As described previously, methacrylate monomers are susceptible to hydrolysis in aqueous solutions. Not only the ester-groups of acrylates hydrogel, but also the phosphate and carboxyl groups in acidic functional monomers might be vulnerable to hydrolysis in the presence of water.18 On the other hand, the hydrolysis of resin monomers would decrease the concentration of water in the adhesive solution. A decrease in water concentration results in less ionization of the acidic functional monomers that remain in the solution, thereby lowering the ability to etch tooth substrate. This phenomenon was shown in FE-SEM pictures of adhesive treated dentin surfaces (Figure 1).

When considering the durability of dentin bonding, the presence of exposed collagen without resin infiltration is questioned, since this layer is thought to be susceptible to proteolytic degradation.19 These monomers should be sufficiently supplied to infiltrate into demineralized dentin, including the exposed collagen fibril network and should establish a hybrid layer.20Adequate bonding of adhesive materials to dentin not only depends on adequate penetration of the adhesive into dentin, but also on the mechanical properties of the cured adhesive. Hypothetically, stronger resins might lead to stronger bonding to dentin.21 The strength of cured adhesive resin is dependent on the composition, degree of conversion and length of polymer chains. Unreacted resin monomer remaining in adhesive resins may alter their mechanical properties. Thus, evaluation of the mechanical properties of adhesive resin is of importance to the durability of bonding to dentin.22–23

The adhesives in the current study were cured by a free radical polymerization reaction and photoinitiator, such as dl-camphorquinone (CQ).24 CQ requires coinitiators for an effective polymerization process to occur, and a tertiary amine photoreductant is employed. Tertiary amine interacts with an activated triplet state CQ to forman intermediate excited complex followed by the production of reactive radicals for polymerization.
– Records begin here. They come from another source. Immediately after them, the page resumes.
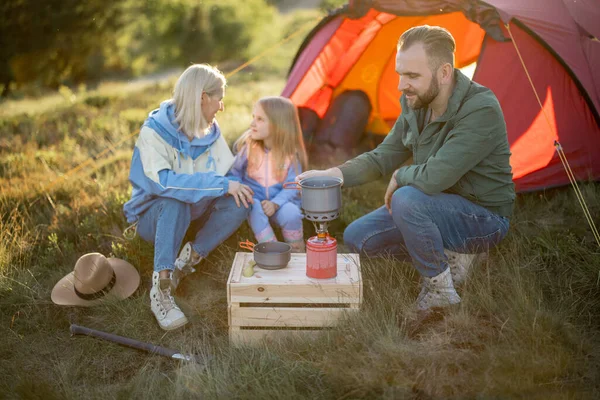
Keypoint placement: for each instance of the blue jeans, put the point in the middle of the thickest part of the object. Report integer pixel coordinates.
(165, 224)
(421, 226)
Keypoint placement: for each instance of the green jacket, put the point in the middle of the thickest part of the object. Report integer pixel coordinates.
(464, 152)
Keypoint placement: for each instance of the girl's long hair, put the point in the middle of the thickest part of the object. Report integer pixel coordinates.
(187, 96)
(286, 134)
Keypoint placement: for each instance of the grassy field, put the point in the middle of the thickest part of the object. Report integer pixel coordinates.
(528, 326)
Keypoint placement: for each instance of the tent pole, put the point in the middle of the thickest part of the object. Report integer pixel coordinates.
(559, 150)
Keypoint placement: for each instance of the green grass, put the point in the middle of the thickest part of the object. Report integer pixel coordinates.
(528, 326)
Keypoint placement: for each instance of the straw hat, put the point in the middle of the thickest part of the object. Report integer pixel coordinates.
(94, 278)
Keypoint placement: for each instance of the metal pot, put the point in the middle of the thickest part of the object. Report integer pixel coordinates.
(269, 255)
(320, 194)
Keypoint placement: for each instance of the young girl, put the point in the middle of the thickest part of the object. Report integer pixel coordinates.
(269, 154)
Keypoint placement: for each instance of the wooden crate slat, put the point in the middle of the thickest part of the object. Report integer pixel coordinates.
(295, 294)
(287, 316)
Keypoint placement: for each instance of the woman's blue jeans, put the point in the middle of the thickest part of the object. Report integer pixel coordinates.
(166, 222)
(421, 226)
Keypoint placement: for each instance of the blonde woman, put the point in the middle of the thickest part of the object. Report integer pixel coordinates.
(178, 176)
(269, 154)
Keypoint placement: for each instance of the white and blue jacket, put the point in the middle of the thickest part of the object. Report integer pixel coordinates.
(166, 164)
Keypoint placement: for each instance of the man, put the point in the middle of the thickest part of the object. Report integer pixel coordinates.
(454, 201)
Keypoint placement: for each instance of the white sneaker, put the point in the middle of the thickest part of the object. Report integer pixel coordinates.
(437, 291)
(184, 265)
(460, 264)
(166, 311)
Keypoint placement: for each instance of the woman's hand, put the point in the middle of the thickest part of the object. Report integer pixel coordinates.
(333, 172)
(241, 193)
(392, 187)
(269, 207)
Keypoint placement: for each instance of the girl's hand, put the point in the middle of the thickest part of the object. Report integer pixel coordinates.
(269, 207)
(241, 193)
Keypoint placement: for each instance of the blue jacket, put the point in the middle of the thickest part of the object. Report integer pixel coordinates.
(166, 164)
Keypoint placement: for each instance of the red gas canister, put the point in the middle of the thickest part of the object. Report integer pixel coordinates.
(321, 257)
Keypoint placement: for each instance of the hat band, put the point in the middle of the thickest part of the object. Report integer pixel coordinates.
(96, 295)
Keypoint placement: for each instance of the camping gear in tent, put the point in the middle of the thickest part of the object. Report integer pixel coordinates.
(353, 49)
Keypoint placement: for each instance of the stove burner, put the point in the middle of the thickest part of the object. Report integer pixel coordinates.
(321, 217)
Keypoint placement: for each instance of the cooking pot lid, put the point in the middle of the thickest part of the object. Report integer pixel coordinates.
(320, 182)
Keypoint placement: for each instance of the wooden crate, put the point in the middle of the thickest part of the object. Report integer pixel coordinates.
(274, 303)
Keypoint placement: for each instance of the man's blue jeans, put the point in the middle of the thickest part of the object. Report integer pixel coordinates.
(422, 226)
(165, 224)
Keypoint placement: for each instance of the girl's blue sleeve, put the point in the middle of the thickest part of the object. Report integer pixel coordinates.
(286, 195)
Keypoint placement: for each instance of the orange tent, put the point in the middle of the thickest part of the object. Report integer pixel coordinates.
(354, 49)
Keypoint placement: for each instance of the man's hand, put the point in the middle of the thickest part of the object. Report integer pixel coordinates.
(392, 187)
(269, 207)
(333, 172)
(241, 193)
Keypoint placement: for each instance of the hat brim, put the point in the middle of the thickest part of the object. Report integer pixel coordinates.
(127, 281)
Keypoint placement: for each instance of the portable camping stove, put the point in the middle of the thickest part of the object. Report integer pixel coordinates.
(321, 250)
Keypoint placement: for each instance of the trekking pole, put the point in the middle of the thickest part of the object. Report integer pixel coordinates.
(136, 344)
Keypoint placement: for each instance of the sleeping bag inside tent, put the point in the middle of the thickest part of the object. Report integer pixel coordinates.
(344, 82)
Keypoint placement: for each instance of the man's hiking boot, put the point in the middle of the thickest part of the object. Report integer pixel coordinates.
(437, 292)
(184, 265)
(166, 311)
(460, 264)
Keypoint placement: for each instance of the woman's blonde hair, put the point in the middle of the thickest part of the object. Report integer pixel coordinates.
(286, 135)
(187, 96)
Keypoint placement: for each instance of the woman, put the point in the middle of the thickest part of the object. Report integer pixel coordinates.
(178, 177)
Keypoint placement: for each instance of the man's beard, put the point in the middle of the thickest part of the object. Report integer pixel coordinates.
(426, 98)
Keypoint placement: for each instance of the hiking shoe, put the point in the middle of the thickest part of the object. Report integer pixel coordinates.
(184, 265)
(437, 292)
(166, 311)
(460, 264)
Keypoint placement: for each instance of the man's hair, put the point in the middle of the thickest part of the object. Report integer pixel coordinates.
(438, 43)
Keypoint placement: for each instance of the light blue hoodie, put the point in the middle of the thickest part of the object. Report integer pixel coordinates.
(164, 164)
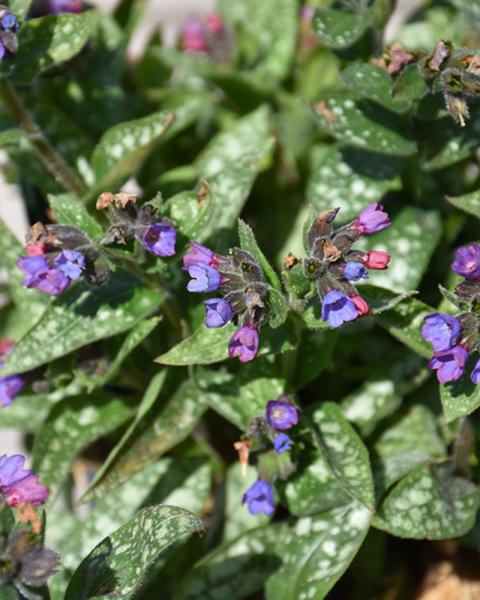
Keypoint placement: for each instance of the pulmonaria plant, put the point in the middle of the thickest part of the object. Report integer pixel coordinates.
(333, 264)
(242, 289)
(454, 338)
(10, 385)
(264, 432)
(9, 26)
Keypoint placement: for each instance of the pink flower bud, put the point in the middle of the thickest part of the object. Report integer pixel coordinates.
(376, 259)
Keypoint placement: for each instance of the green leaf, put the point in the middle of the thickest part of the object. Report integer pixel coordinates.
(459, 398)
(413, 233)
(410, 439)
(73, 425)
(339, 29)
(363, 124)
(236, 569)
(404, 321)
(82, 316)
(134, 337)
(124, 147)
(382, 394)
(164, 426)
(191, 211)
(119, 564)
(317, 552)
(430, 503)
(373, 83)
(207, 346)
(30, 303)
(349, 178)
(249, 244)
(68, 211)
(345, 453)
(179, 482)
(240, 397)
(48, 41)
(469, 203)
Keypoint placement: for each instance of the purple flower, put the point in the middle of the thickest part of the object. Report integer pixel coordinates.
(159, 239)
(475, 374)
(218, 312)
(71, 263)
(204, 278)
(10, 23)
(449, 364)
(10, 387)
(354, 271)
(244, 344)
(282, 443)
(19, 485)
(199, 255)
(337, 308)
(259, 498)
(467, 261)
(371, 219)
(441, 330)
(40, 276)
(281, 414)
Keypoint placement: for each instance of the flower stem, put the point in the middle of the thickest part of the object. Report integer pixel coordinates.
(53, 161)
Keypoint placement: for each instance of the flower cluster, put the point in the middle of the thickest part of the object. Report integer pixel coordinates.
(454, 338)
(10, 385)
(280, 415)
(26, 562)
(333, 264)
(156, 235)
(243, 289)
(18, 485)
(210, 36)
(9, 26)
(56, 256)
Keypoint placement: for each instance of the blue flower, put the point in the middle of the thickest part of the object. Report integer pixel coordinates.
(204, 278)
(71, 263)
(282, 443)
(337, 308)
(441, 330)
(218, 312)
(259, 498)
(354, 271)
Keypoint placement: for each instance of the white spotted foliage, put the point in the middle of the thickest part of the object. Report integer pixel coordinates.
(119, 564)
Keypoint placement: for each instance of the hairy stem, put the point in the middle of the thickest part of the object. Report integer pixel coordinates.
(47, 154)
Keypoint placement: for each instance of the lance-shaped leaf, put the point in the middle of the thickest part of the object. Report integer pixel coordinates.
(339, 28)
(361, 123)
(349, 178)
(469, 203)
(82, 316)
(373, 83)
(68, 211)
(317, 552)
(161, 428)
(430, 503)
(72, 425)
(236, 569)
(344, 453)
(48, 41)
(124, 147)
(119, 564)
(411, 439)
(413, 233)
(30, 303)
(207, 346)
(459, 398)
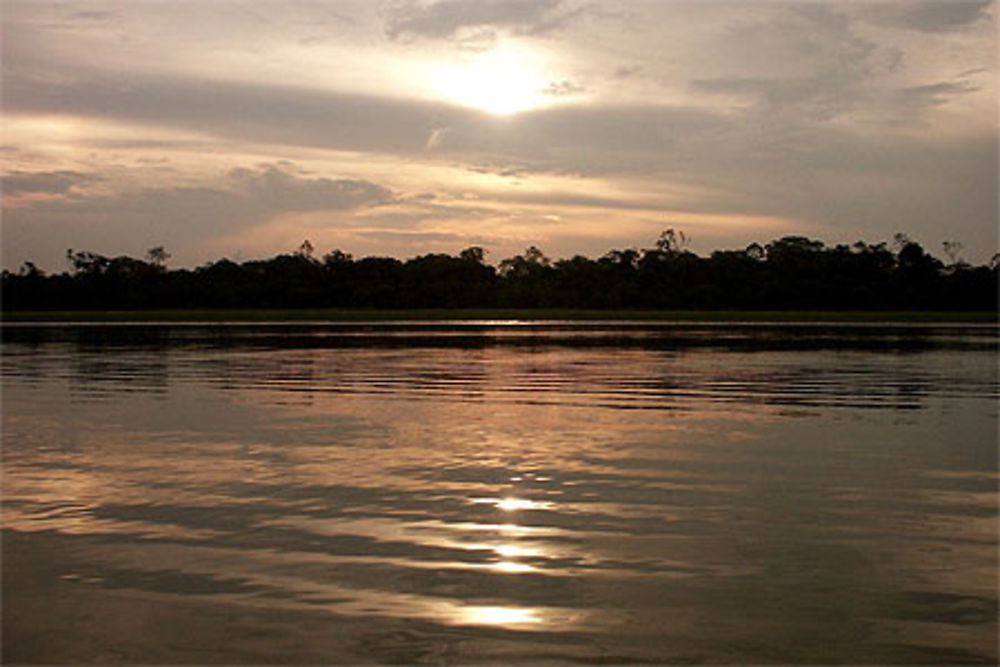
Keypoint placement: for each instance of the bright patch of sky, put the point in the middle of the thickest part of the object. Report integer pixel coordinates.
(399, 128)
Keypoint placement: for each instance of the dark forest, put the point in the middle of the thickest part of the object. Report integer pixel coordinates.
(793, 272)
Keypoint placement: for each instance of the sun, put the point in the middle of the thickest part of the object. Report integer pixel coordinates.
(501, 82)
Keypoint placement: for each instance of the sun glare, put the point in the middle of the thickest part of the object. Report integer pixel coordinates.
(501, 82)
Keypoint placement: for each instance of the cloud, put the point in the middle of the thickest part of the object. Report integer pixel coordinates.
(436, 137)
(929, 15)
(935, 94)
(563, 88)
(809, 63)
(47, 182)
(178, 216)
(447, 19)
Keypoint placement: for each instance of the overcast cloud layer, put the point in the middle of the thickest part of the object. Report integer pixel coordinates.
(240, 129)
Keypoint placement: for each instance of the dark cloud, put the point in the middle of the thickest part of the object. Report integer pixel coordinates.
(48, 182)
(177, 216)
(935, 94)
(445, 19)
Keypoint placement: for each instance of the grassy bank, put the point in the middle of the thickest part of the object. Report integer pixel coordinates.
(379, 315)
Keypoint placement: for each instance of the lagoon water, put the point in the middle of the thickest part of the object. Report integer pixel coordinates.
(500, 492)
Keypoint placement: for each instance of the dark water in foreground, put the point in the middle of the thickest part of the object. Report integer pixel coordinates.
(501, 492)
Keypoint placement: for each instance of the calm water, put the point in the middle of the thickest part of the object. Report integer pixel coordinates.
(499, 492)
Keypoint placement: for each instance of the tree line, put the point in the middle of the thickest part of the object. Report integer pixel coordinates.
(792, 272)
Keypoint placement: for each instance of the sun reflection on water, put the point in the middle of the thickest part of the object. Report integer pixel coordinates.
(499, 616)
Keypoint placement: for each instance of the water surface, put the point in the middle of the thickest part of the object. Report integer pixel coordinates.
(461, 492)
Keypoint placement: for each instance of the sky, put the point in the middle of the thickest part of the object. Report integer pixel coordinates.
(225, 128)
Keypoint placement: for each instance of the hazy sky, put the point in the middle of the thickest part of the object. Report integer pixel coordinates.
(228, 128)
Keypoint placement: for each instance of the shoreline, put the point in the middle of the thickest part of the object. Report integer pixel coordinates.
(321, 315)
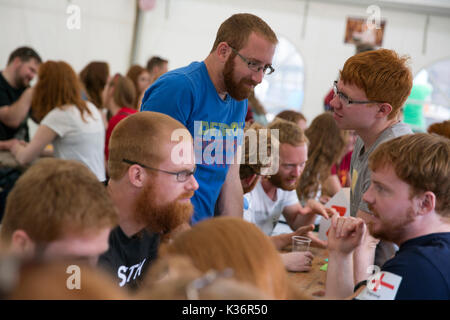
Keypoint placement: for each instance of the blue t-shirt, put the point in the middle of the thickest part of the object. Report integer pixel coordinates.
(188, 95)
(424, 265)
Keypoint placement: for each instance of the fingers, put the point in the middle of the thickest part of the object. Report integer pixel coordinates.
(347, 226)
(304, 230)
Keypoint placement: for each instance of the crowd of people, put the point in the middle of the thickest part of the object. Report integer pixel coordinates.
(154, 183)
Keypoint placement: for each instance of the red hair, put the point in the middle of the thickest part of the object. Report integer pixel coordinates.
(382, 74)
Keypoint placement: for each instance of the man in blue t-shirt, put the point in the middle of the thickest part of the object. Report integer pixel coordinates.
(409, 199)
(210, 99)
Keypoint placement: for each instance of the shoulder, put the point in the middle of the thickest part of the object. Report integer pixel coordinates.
(186, 76)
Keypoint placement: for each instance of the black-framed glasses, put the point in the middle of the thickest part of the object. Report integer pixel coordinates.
(182, 176)
(254, 66)
(346, 100)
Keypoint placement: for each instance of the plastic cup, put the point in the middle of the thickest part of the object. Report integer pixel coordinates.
(300, 243)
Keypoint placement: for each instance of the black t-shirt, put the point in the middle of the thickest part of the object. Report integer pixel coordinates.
(128, 258)
(9, 95)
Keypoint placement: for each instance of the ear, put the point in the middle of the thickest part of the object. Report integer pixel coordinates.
(21, 243)
(426, 202)
(384, 110)
(223, 51)
(137, 175)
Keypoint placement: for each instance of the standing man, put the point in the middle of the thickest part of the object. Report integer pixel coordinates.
(58, 209)
(276, 195)
(372, 89)
(150, 188)
(210, 99)
(15, 102)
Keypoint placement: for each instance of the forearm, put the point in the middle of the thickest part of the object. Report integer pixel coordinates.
(13, 115)
(363, 258)
(301, 220)
(339, 284)
(24, 155)
(282, 240)
(231, 198)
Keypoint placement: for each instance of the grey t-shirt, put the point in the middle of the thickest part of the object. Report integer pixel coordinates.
(360, 182)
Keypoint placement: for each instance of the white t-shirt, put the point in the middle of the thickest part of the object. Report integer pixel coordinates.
(77, 139)
(264, 212)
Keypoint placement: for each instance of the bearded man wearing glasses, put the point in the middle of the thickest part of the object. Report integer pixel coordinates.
(372, 88)
(151, 187)
(210, 99)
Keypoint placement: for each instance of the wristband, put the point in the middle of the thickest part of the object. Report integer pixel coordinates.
(359, 285)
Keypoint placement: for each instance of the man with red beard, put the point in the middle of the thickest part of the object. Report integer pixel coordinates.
(409, 198)
(276, 195)
(210, 99)
(151, 187)
(368, 98)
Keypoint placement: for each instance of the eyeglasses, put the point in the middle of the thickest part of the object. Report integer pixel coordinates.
(254, 66)
(346, 100)
(182, 176)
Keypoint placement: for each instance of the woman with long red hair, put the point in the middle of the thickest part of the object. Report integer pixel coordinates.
(72, 125)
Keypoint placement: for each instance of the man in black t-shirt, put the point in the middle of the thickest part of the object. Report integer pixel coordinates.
(15, 102)
(15, 94)
(151, 183)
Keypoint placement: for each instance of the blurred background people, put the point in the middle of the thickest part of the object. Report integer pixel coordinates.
(72, 125)
(119, 99)
(94, 77)
(141, 80)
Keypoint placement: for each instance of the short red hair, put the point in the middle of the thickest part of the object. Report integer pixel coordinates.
(382, 74)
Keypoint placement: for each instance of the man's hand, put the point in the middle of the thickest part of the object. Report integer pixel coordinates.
(313, 206)
(297, 261)
(368, 240)
(345, 234)
(306, 231)
(8, 144)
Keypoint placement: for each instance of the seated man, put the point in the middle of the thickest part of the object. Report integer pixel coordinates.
(252, 167)
(409, 199)
(275, 195)
(151, 187)
(58, 208)
(15, 102)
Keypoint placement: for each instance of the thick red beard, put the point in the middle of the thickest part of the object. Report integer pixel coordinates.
(161, 218)
(237, 91)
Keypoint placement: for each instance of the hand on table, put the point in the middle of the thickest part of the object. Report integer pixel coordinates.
(9, 144)
(297, 261)
(345, 234)
(313, 206)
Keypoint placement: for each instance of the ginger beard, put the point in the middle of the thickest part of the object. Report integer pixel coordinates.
(161, 218)
(279, 182)
(238, 91)
(390, 230)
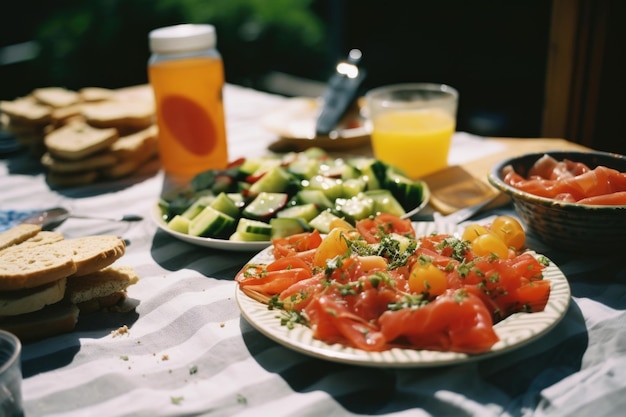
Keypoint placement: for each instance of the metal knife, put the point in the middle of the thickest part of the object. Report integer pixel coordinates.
(340, 93)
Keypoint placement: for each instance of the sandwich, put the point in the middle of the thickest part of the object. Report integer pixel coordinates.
(46, 281)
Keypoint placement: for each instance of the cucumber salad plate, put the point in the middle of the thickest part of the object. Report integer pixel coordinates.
(253, 201)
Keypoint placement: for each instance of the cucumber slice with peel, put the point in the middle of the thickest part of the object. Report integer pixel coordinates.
(385, 202)
(211, 223)
(287, 226)
(179, 224)
(265, 206)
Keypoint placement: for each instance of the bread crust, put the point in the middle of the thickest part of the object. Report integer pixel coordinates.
(78, 140)
(29, 267)
(92, 253)
(18, 234)
(101, 283)
(13, 303)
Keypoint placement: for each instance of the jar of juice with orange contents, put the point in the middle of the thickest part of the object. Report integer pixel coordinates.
(187, 77)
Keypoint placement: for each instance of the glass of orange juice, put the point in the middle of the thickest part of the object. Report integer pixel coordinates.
(412, 125)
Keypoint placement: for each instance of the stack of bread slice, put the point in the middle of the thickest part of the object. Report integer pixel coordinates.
(46, 280)
(84, 136)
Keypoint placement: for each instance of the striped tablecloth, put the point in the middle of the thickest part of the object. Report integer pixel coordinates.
(188, 351)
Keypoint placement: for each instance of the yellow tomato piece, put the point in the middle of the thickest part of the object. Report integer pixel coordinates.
(371, 262)
(489, 244)
(472, 231)
(427, 279)
(340, 224)
(332, 245)
(510, 231)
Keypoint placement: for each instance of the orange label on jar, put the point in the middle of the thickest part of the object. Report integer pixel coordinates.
(190, 114)
(190, 124)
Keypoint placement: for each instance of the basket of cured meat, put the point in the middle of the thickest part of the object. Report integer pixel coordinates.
(572, 201)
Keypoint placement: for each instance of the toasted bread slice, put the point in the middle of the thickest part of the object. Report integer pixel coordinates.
(101, 283)
(78, 140)
(13, 303)
(18, 234)
(29, 267)
(125, 116)
(44, 237)
(92, 253)
(50, 321)
(91, 94)
(89, 163)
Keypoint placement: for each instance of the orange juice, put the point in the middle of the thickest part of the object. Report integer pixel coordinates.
(190, 114)
(187, 77)
(417, 141)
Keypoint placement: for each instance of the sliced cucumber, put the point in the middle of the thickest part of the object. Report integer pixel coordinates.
(238, 199)
(305, 212)
(248, 237)
(385, 202)
(356, 208)
(273, 181)
(322, 221)
(254, 227)
(211, 223)
(368, 175)
(179, 224)
(265, 205)
(304, 168)
(353, 186)
(409, 193)
(331, 187)
(224, 204)
(287, 226)
(197, 206)
(316, 197)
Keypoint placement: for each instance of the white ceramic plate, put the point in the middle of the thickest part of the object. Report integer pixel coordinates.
(207, 242)
(233, 245)
(514, 332)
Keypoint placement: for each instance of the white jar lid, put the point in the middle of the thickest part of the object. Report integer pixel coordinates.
(182, 38)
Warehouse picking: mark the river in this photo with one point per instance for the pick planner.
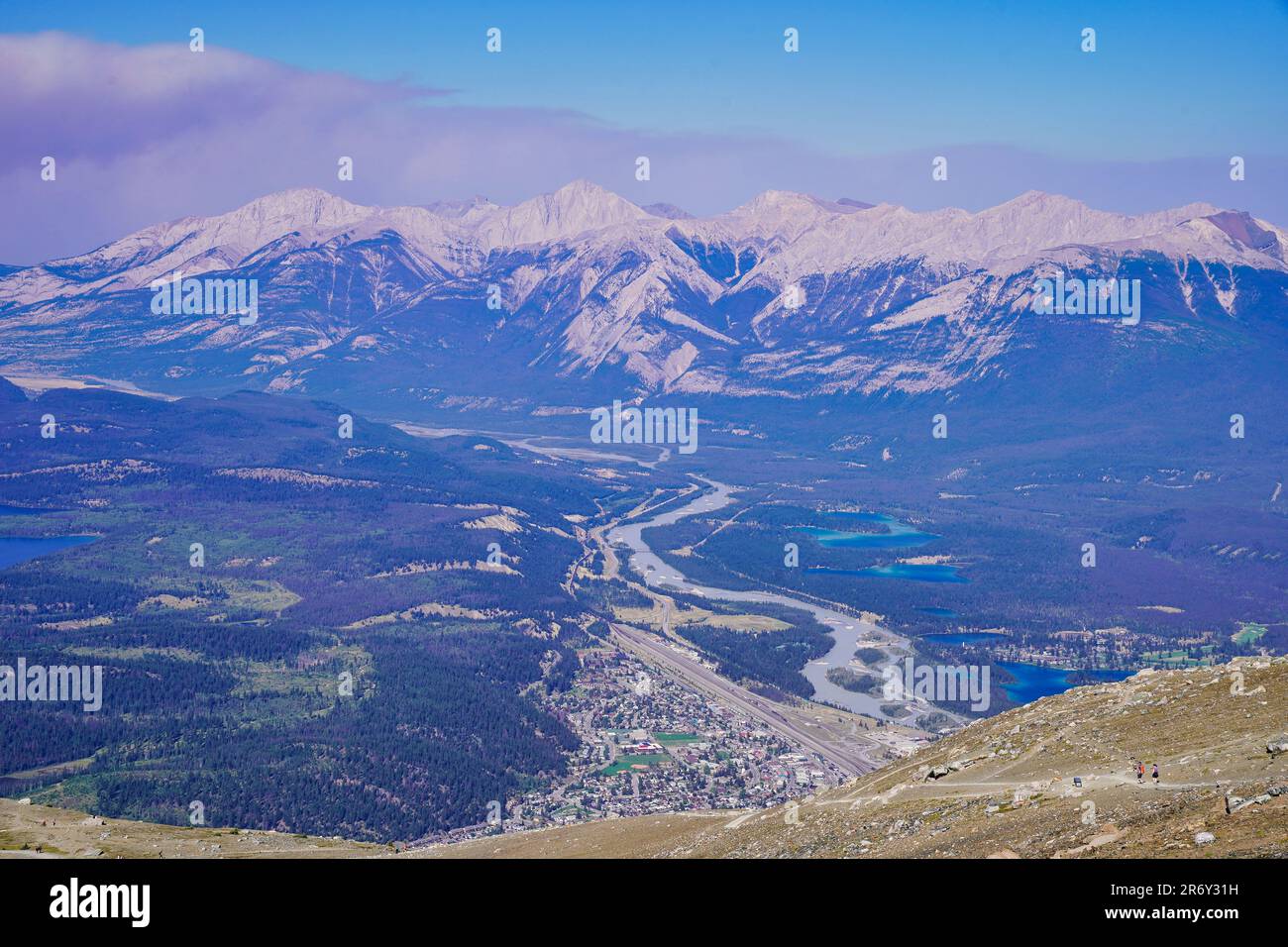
(846, 630)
There is a possibility that the polymerization ability of resin monomer is affected by acidic moieties, since tertiary amines in adhesive resins might be neutralized by acidic functional monomers in self-etch adhesives. It has been reported that adhesive functional monomers affect the polymerization of BPO/amine or even CQ/amine catalysts, resulting in poor polymerization and reduced mechanical properties.25 To improve polymerization in the presence of acidic monomers, accelerators, such as aromatic sulfinic acid sodium salts, have been incorporated together with initiator systems.26

Considering the findings of the current study, the benefits to using single-step self-etch adhesives in terms of simplifying the clinical procedure might be negated by the storage conditions of adhesive vials, which can lead to an alteration in bond strength. The dentin bond strengths of single-step self-etch adhesives decreased when their storage temperature was increased and their storage periods were prolonged. This tendency of measured dentin bond strength values was due to degradation of the etching effect on the dentin substrate by self-etch adhesives during their storage period. Chemical reactions have been attributed to deterioration of the adhesive over time and are accelerated by higher temperatures. It seems that temperatures above room temperature may be above the tolerance limit for adhesive performance to a dentin substrate. Adhesive formulations are important, because acidic functional monomers are the key components of single-step self-etch adhesives, they provide for demineralization and functioning in polymerization of the polymer network, both of which are critical to the final bonding performance to tooth substrate.

CONCLUSIONS

Some single-step self-etch adhesives claim to be able to be stored at room temperature. However, the results of the current study indicate that all of the self-etch adhesives tested show their best dentin bond strength if the adhesive vials are stored at 5°C for short time periods. Clinicians using these simplified systems must be aware that storage conditions of adhesive vials can influence bond strengths.